What Makes Employees Stay?
The wires are abuzz with studies telling employers why their hires are leaving. But what exactly are the factors that make employees want to stick around?
A new study in the Journal of Leadership & Organizational Studies (JLOS) explores the “six dimensions of job embeddedness” that make employees stay put, including relationships with coworkers, community and area appeal, perks workers don’t want to give up, and much more.

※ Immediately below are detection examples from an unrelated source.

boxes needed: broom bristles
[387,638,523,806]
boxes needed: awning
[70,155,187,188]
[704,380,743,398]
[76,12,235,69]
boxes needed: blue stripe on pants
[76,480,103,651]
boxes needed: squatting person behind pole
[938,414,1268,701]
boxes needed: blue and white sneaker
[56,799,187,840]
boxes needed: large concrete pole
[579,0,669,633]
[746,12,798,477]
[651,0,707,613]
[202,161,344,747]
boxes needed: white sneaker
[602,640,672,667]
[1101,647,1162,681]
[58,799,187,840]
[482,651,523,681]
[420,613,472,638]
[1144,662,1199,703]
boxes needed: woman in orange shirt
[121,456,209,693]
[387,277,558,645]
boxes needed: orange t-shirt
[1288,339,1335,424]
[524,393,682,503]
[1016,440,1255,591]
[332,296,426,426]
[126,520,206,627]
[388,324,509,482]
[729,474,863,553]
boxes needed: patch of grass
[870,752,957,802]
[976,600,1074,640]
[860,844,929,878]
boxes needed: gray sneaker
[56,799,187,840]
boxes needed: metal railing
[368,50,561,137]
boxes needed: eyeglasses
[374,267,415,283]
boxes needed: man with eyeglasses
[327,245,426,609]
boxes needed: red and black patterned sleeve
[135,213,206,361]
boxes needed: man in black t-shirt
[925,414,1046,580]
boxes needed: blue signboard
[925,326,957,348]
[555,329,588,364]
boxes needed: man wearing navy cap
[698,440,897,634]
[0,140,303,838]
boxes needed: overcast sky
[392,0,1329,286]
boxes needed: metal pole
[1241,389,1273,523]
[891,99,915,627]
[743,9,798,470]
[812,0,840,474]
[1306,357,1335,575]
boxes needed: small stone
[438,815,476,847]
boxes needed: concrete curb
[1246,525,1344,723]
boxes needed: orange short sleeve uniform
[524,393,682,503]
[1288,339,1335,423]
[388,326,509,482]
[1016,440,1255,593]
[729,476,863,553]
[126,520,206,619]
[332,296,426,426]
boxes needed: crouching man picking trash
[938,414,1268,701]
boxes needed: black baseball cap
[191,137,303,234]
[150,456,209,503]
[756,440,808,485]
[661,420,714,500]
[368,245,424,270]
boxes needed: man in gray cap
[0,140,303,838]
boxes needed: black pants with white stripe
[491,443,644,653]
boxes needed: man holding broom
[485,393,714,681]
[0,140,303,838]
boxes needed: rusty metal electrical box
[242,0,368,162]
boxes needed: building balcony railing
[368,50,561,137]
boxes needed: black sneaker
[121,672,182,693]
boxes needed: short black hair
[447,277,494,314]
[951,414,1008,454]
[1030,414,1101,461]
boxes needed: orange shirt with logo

Implications for practitioners are offered.
David D. Dawley of West Virginia University and Martha C. Andrews of the University of North Carolina Wilmington published “Staying Put: Off-the-Job Embeddedness as a Moderator of the Relationship Between On-the-job Embeddedness and Turnover Intentions” on May 31, 2012 in JLOS. To see other OnlineFirst articles, please click here.
This study examined the relationship between two forms of embeddedness and turnover intentions using a sample of 1,189 employees of a government agency and an additional sample of 346 nurses at a hospital. The authors propose that while both on-the-job and off-the-job embeddedness factors are negatively related to turnover intentions, on-the-job embeddedness is more strongly related to turnover intentions. More important, off-the-job factors moderate the relationship between on-the-job embeddedness and turnover intentions such that this relationship is weaker when off-the-job embeddedness is higher. These results highlight the mitigating role of off-the-job factors in helping to retain employees. Implications for researchers and practitioners are discussed.